I got another “commission”. This time, for a pair of bib and brace overalls for a friend who works as a gardener. After some consideration they chose Simplicity 8165, which is a vintage pattern with updated photos on the packet. I felt the “vintage” part really showed in a few places… like the patch pockets at the front! But these things are soon remedied. They brought round their favourite workwear and I did my best to create pockets that match their favourite shorts. They chose a green cotton fabric, and off I went!
[Yes, that’s just a random garden image from our backyard.] I’ve never made overalls before. I just tried to assume I could, since my friend did! The pattern was clear in almost every respect–and it’s a common thing for me to hit a snag in a sewing pattern. I think it is pretty often a place where I am unaware that I have such a strong picture of what is or should be happening–that I can’t actually really see what the instructions say. Mmm. That really only happened once, in a part of the garment that regular pants don’t have. Recently I have begun to think that I should just embrace these places, and provided it will be retrievable–act on my mental model (tacking the seam if necessary to reduce the pain involved) and then, when I see it doesn’t work–ripping it out and going again. Recently I tried this when I was making a friend two “U pillow” covers and it was quite satisfying to puzzle over the detail less, and resolve it more quickly, by doing what I really wanted to believe would work. I could see it did not work very quickly, and rip it out without regret. Perhaps I have identified a new part of my sewing fantasy life?
Apologies for the poor colour. This fabric and my camera did not get on, and I do not understand why. After reconstructing every pocket in the garment and adding a few, I moved on.

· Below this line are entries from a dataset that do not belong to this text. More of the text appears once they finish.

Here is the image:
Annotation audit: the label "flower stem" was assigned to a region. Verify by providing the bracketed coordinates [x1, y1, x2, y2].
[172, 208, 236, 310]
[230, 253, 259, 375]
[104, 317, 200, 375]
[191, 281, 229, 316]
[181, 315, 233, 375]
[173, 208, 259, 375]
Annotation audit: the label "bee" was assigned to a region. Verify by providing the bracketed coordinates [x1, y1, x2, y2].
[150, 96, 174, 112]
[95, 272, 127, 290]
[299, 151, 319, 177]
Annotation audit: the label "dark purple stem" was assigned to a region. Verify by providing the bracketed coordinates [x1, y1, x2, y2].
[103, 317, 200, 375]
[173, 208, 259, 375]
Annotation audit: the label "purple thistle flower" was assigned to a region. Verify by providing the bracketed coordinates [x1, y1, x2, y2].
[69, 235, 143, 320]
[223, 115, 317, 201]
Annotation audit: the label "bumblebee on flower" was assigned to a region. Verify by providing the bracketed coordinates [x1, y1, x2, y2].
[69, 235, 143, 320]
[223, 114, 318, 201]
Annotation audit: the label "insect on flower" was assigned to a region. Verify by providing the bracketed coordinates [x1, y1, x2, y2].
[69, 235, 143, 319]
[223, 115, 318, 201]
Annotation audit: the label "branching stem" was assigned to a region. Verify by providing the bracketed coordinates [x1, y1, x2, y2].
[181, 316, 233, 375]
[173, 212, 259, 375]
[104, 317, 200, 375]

Eventually I had both the front and back constructed.
Then they were ready to fit! This image does better on the actual colour. To my dismay the vintage quality of the pattern showed when I tried to get hardware. Bib and brace overalls are just not an item made at home much anymore–with corresponding limited choices in hardware and none in the size required. I was none too sure of my capacity to revise fit but we did seem to get by!
And there the story ends. Apparently I finished these overalls and handed them over without taking another picture. My friend had not been able to buy any that fit. Now they have overalls that fit, that they wear a lot… so much so that they asked for a second pair. We are swapping gardening for sewing. I love it!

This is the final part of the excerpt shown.